In the code that we provide you should only have to add code below the comment your code here...

We have also provided two additional functions that you may find useful when implementing k-means clustering: (1) addArrays takes as input two arrays of the same length and returns a new array that is the point-wise sum of these two arrays; and (2) computeDistance takes as input two vectors of any length and returns the Euclidean distance between them. You can assume that there will be only two clusters (you are welcome to write your code in such a way that it can partition more than two clusters and then differentiate between multiple languages – this will require you to add more data, in a third language, to the file text.txt).

In my solution, I created an array called membership of length 40. The i-th entry of this array corresponds to the cluster (a value of 0 or 1) to which the i-th line of text belongs.

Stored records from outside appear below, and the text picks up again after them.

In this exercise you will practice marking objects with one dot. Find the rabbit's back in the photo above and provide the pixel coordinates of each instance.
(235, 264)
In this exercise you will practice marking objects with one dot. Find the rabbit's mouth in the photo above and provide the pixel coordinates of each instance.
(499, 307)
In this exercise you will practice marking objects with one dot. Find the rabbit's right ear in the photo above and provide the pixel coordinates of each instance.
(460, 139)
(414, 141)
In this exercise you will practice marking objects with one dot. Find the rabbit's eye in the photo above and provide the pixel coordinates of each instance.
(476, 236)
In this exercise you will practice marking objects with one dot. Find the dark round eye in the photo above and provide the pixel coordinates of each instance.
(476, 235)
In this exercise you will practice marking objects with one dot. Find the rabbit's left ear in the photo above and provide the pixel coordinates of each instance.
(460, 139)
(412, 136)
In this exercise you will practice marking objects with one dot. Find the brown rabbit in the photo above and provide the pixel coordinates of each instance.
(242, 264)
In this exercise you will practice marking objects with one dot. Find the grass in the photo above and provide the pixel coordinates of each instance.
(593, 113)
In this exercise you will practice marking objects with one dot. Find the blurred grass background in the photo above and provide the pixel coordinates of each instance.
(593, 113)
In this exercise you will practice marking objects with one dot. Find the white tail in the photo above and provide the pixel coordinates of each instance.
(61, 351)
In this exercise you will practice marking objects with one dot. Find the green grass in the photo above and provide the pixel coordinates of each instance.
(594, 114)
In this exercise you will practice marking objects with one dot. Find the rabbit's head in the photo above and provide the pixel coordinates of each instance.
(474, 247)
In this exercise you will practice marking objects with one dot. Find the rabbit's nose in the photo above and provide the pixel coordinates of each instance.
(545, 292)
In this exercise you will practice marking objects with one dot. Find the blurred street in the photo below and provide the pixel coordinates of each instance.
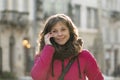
(21, 22)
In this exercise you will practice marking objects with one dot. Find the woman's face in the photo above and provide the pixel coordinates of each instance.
(60, 33)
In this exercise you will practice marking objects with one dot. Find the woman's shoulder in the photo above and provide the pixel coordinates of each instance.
(86, 54)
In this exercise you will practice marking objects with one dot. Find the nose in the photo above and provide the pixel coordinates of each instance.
(59, 33)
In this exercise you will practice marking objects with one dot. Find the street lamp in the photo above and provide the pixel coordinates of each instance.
(26, 43)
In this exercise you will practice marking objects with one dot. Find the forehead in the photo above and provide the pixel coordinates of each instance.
(59, 25)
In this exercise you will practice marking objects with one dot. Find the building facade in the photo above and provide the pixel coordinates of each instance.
(17, 36)
(21, 21)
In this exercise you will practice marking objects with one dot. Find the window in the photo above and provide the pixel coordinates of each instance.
(0, 61)
(11, 50)
(77, 15)
(92, 18)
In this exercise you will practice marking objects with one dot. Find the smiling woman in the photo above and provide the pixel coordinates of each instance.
(60, 55)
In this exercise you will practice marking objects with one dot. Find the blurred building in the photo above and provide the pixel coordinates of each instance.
(17, 40)
(110, 24)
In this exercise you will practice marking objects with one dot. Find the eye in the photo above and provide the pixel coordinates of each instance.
(54, 31)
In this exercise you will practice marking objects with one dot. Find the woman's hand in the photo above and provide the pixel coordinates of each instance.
(47, 38)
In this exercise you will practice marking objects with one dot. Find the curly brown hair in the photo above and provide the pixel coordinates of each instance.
(73, 45)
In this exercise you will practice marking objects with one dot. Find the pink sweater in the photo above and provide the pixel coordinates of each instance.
(42, 67)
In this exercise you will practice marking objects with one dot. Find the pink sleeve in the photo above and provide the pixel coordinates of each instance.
(42, 63)
(92, 70)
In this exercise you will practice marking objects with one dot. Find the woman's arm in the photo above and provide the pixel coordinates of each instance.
(42, 63)
(92, 70)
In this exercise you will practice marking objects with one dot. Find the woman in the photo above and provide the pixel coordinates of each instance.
(59, 45)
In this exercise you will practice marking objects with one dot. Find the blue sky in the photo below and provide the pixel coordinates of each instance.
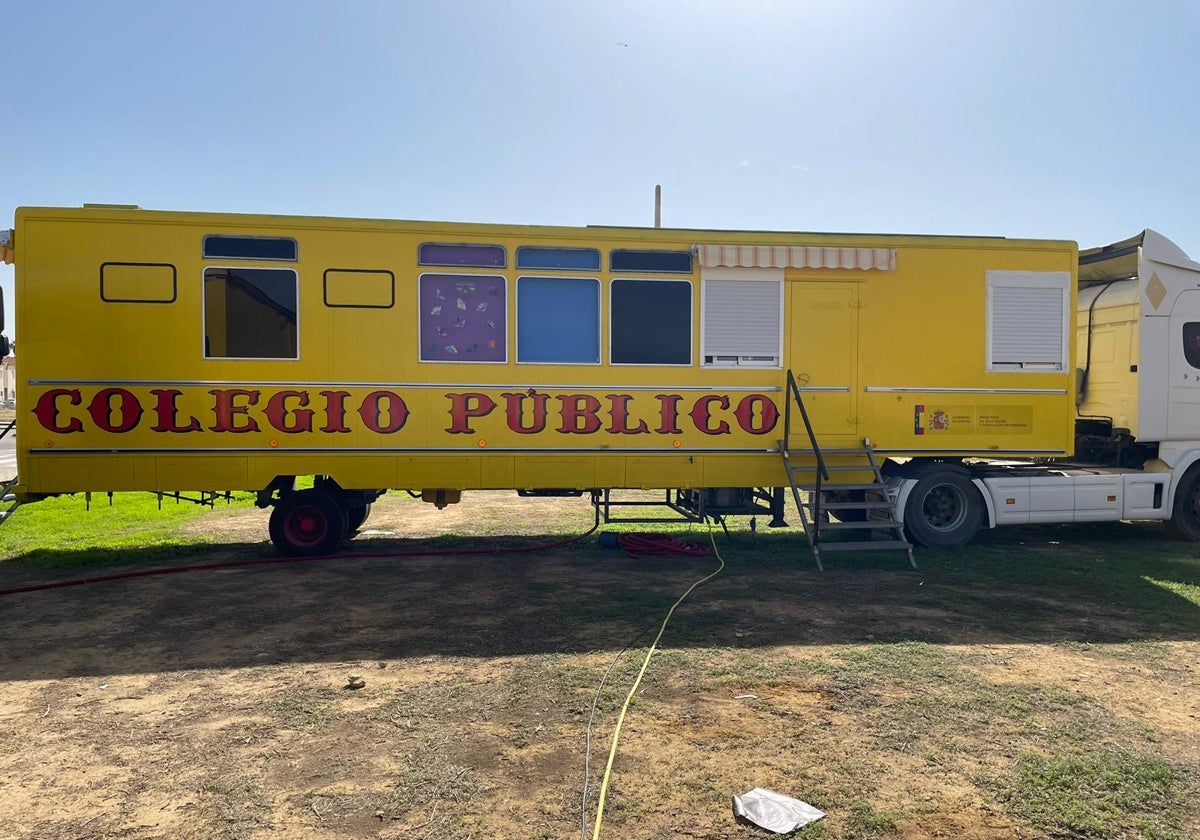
(1051, 119)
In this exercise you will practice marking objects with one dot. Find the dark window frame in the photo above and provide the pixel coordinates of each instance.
(691, 321)
(651, 268)
(204, 313)
(503, 251)
(174, 283)
(238, 237)
(324, 289)
(547, 249)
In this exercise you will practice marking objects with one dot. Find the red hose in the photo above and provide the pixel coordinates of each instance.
(660, 545)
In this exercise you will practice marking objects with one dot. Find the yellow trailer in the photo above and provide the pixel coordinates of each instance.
(210, 352)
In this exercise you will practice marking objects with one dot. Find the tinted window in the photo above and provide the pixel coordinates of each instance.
(250, 313)
(477, 256)
(250, 247)
(673, 262)
(651, 322)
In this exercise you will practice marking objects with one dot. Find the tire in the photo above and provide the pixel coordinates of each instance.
(306, 523)
(357, 516)
(1185, 522)
(943, 510)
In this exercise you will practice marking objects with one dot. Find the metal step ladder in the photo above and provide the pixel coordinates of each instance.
(865, 513)
(9, 502)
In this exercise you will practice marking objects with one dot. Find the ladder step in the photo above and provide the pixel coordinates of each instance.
(826, 451)
(850, 505)
(834, 487)
(871, 525)
(869, 545)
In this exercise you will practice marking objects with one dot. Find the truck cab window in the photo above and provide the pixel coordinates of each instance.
(1192, 343)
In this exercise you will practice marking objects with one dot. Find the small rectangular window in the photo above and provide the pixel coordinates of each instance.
(360, 288)
(1029, 321)
(582, 259)
(137, 283)
(468, 256)
(250, 313)
(463, 317)
(558, 321)
(654, 262)
(1192, 343)
(651, 322)
(225, 246)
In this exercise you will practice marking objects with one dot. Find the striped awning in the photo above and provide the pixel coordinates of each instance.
(795, 257)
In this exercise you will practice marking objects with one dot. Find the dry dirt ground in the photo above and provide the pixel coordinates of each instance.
(214, 703)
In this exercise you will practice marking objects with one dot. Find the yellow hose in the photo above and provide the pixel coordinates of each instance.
(629, 697)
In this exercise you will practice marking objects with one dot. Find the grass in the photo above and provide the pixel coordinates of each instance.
(63, 532)
(1045, 756)
(1107, 792)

On each iteration of the k-means clustering, you should print the value of membership so that the output of your code looks something like this:

0110000000100100000001000000100000000000

1111100001101100001101111000110001000000

1111100001101100001111111000110001100000

To keep things simple, you can hardwire your k-means to make five iterations or if you are feeling ambitious, test the previous vs. current cluster assignment to determine if you should stop iterating.

Your output may look a little different depending on the initial randomly selected clusters but if your clustering is working properly it should (usually) return the same answer as shown on the last line (because the cluster assignment of 1 or 0 is arbitrary your solution may be the same except that the values of 1 and 0 are reversed).